- Leader: Māra Viktorija Zilgalve Secretary General Armands Agrums
- Founded: 9 March 1991
- Headquarters: Skolas ielā 21, Rīga, LV-1010
- Ideology: Christian democracy
- Political position: Centre-right
- National affiliation: Awakening
- European affiliation: European Christian Political Party
- Colours: Orange, Red
- Saeima: 0 / 100
- European Parliament: 0 / 9

Website
- kds.lv

= Christian Democratic Union (Latvia) =

Latvian political party

The Christian Democratic Union (Kristīgi demokrātiskā savienība, KDS) is a minor Christian-democratic political party in Latvia.

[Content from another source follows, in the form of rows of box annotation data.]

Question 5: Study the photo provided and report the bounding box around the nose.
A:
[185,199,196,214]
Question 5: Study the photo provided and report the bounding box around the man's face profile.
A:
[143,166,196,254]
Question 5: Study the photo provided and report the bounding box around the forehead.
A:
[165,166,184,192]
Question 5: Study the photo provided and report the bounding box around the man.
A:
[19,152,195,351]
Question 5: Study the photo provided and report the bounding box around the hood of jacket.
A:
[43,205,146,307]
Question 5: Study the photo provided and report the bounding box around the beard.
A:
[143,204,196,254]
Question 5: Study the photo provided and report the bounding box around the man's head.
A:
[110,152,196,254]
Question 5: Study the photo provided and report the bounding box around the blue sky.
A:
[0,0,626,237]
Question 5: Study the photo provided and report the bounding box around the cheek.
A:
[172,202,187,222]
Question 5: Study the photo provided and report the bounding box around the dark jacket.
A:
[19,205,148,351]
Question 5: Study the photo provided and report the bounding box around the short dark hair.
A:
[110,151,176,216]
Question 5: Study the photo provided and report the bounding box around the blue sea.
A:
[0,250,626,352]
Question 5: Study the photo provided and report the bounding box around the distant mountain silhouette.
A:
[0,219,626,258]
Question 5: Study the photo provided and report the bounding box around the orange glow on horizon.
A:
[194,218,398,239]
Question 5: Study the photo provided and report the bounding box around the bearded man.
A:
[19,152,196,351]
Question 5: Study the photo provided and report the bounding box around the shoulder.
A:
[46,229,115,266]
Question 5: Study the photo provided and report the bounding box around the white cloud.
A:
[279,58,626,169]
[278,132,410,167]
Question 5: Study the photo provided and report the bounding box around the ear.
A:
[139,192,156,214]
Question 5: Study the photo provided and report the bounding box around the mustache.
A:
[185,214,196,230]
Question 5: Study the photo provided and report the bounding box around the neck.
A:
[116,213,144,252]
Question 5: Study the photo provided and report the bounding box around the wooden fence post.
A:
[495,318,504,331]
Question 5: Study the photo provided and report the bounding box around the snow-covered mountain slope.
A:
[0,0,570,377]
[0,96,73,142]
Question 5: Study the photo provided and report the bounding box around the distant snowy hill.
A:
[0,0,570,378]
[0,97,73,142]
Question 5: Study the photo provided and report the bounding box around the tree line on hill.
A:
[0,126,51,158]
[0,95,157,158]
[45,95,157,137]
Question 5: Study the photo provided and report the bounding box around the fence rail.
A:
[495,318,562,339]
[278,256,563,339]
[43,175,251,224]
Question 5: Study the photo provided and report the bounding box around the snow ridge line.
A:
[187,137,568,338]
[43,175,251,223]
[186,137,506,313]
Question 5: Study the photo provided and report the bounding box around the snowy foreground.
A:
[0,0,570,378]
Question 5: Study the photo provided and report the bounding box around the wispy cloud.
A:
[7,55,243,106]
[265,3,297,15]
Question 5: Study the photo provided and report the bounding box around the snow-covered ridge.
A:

It is a member of the Awakening alliance and is currently led by Māra Viktorija Zilgalve and Secretary General Armands Agrums.

== History ==
The KDS was founded in 1991. The party participated in the 1993 Saeima election and obtained 5.0% of the vote and six seats. In the next parliamentary election in 1995 the party contested in alliance with the Latvian Farmers' Union and won 6.3% of the vote and eight seats. In 1998 it joined forces with the Workers' Party and the Latvian Green Party, in 2002 with Latvia's First Party and in 2006 with the Latvian Social Democratic Workers' Party.

In the 2010 legislative election it got just 0.36% of the votes and thus failed to overcome the 5% threshold.

The two European elections in 2004 and 2009 were unsuccessful (0.4% and 0.3% of the vote respectively).

The party formed the SKG Alliance with two other parties, the Latvian Social Democratic Workers' Party and Honor to Serve Our Latvia, to run together in the 2018 Saeima election. After the Social Democrats later left, the alliance was renamed to Awakening.

Since 2019, the Awakening alliance has not participated in any elections.

== Program ==
The party's platform is based on Christian values. Economically the Christian Democratic Union advocates the elimination of corruption, lower taxes, free enterprise, the strengthening of agriculture and the improvement of infrastructure. The party favours the model of a social market economy in the tradition of Ludwig Erhard.